The department-store chain warned of further pressure on profits, after earnings-before-exceptional-items fell 22% in the latest fiscal year. The Ftse-350 General Retailers Index slid as much as 0.7%, with Tesco, Sainsbury’s, Next, and Marks & Spencer all lower at one stage.
The warning from the owner of UK grocer, Waitrose, adds to the distress among UK store-owners contending with the rise of Amazon.com and other online retailers, as the Brexit-induced weakness of sterling, and a rise in the minimum wage, lift their costs.
Toys ’R’ Us’s UK unit, and electronics chain, Maplin, have begun insolvency procedures, while apparel chain, New Look, is shutting stores and cutting jobs in Britain.
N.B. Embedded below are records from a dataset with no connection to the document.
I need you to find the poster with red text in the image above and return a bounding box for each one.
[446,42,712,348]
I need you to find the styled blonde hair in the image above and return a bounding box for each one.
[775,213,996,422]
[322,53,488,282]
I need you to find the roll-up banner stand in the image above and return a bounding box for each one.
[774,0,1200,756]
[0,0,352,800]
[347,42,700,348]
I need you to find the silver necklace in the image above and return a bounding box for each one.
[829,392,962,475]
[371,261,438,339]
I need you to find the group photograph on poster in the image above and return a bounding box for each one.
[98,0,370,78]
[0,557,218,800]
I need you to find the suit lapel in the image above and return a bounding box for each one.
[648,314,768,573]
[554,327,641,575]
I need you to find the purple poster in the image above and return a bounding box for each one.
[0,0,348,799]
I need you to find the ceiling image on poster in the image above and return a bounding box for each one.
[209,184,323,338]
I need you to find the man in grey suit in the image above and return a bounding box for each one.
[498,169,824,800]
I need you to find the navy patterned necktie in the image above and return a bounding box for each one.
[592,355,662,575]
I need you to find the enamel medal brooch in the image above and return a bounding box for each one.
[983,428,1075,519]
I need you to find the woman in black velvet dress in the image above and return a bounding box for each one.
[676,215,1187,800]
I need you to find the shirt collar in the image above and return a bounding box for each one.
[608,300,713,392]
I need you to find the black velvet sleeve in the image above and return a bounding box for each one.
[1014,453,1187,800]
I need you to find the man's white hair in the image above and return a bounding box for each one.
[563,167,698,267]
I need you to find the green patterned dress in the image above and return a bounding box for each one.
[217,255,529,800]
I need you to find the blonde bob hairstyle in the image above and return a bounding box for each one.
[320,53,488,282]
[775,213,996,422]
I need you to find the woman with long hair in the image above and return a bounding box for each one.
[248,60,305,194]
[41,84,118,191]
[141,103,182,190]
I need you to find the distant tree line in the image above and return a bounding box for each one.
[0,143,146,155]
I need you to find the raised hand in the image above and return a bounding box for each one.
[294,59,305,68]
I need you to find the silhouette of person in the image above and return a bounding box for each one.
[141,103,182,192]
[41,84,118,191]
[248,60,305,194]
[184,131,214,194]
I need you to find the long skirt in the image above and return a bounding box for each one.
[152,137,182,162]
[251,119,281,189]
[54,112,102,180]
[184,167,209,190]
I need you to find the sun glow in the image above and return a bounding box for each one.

“We expect trading to be volatile in 2018-19, with continuing economic uncertainty and no let-up in competitive intensity,” John Lewis said. “We, therefore, anticipate further pressure on profits”. John Lewis cut the bonus it pays employees to 5% of salary, down from 6% a year earlier.
Like other UK retailers, John Lewis has been implementing more flexible working arrangements, in a bid to hold down staffing costs, amid increases in the UK’s minimum wage. The profitability of Waitrose dropped, as the company decided to improve its competitiveness by not passing on all cost inflation, instead lowering prices on hundreds of products.
It’s also been revamping stores, adding sushi counters, and other features, at Waitrose stores.
Waitrose is facing intense price competition from larger supermarket groups, Tesco, Sainsbury’s, Asda, and Morrison’s, as well as from fast-growing German discounters, Aldi and Lidl.
John Lewis said its department stores, however, fared better, with operating-profit-before-exceptional items up 4.5%, helped by stronger fashion and electrical sales.